Le gouvernement du Canada et d’autres régions, dont les États-Unis et l’Union européenne, classent le lithium parmi les minéraux essentiels à la décarbonation de l’approvisionnement mondial en énergie indispensable dans la lutte contre le changement climatique. D’après un rapport de 2022 de l’agence internationale de l’énergie (AIE), la demande en lithium devrait être six fois plus importante et atteindra 500 kilotonnes d’ici 2030. Pour satisfaire cette demande, environ 50 nouvelles mines de taille moyenne, non encore développées, devront être construites. La majeure partie de l’approvisionnement international provient d’Australie, du Chili, d’Argentine et de Chine. Toutefois, le gouvernement canadien indiquait en 2022 que le Canada était en bonne voie de devenir un fournisseur de lithium qui aidera à combler la pénurie prévisible.

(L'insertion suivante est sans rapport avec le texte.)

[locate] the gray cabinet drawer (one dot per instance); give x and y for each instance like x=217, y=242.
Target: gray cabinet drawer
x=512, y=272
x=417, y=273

Actuellement, le pays abrite seulement 2,5 % des gisements connus de lithium dans le monde, une seule mine de lithium (l’exploitation nord-américaine de lithium de Sayona Québec et Piedmont Lithium au Québec) qui devrait ouvrir ses portes en 2023, et aucun centre d’affinage du lithium nécessaire à la transformation de la matière première en un produit pouvant servir à la fabrication de batteries. Les sociétés de prospection et d’exploration ne se laissent toutefois pas décourager car, jusqu’à récemment, peu ont axé leurs efforts sur la recherche de ce minéral. Certaines prétendent que le pays abrite davantage de gisements de lithium que les 2,5 % connus.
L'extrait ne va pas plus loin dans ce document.